# May 2019 Photo of the Month Voting



## snowbear (Jun 6, 2019)

Best of luck to everyone.  Voting ends in seven days.

1. "Sitovo Waterfall" by @D7K






2. "Old But not forgotten" by @yahgiggle





3. "Across the Rio Grande " by @johngpt 





4. "Osprey 5 7" by @coastalconn





5. "Where the River Ends, IR" by @Sil





6. "Happy Mothersday bear day" by @jorelcuomo





7. "Wasp" by @Rui_Santos


----------



## D7K (Jun 7, 2019)

Wow, another tough month! Good luck and congratulations to all the nominees..


----------



## Jeff15 (Jun 7, 2019)

Well done all........


----------



## Fujidave (Jun 7, 2019)

Cracking set of images, was hard to vote on just one.


----------



## Dean_Gretsch (Jun 7, 2019)

Very well done.


----------



## Tropicalmemories (Jun 7, 2019)

All excellent images - tough to pick just one.


----------



## jcdeboever (Jun 7, 2019)

Dang, this is hard.
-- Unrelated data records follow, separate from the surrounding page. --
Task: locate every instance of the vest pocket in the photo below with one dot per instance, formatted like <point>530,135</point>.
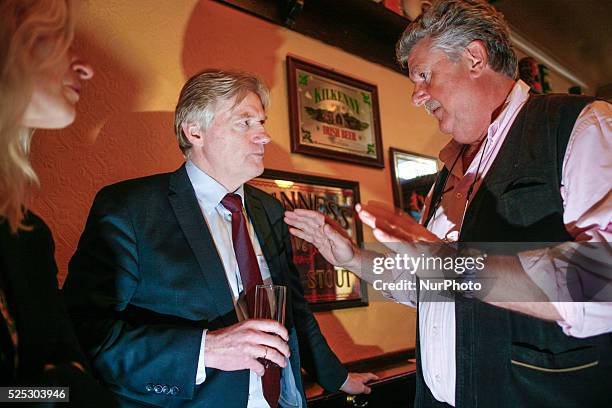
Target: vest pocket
<point>523,356</point>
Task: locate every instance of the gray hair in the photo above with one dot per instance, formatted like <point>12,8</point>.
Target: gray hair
<point>452,25</point>
<point>202,92</point>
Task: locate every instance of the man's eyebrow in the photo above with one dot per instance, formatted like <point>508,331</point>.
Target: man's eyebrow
<point>246,115</point>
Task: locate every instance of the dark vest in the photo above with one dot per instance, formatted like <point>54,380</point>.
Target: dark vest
<point>506,359</point>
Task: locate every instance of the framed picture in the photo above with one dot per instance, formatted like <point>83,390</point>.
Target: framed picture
<point>333,115</point>
<point>412,176</point>
<point>325,286</point>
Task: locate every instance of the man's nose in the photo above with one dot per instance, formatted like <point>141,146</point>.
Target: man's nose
<point>261,136</point>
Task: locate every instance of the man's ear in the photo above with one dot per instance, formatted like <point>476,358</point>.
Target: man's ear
<point>193,132</point>
<point>477,57</point>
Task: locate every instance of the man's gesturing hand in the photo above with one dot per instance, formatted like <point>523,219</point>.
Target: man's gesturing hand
<point>238,347</point>
<point>313,227</point>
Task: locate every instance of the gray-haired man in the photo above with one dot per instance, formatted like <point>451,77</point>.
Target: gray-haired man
<point>161,286</point>
<point>520,168</point>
Might have to draw names out of a hat....


----------



## stapo49 (Jun 9, 2019)

Voting completed. 

Sent from my SM-G965F using Tapatalk


----------



## bentcountershaft (Jun 12, 2019)

I can see there's been no shortage of talent in my absence.  Well done all.  I even recognize a couple names.


----------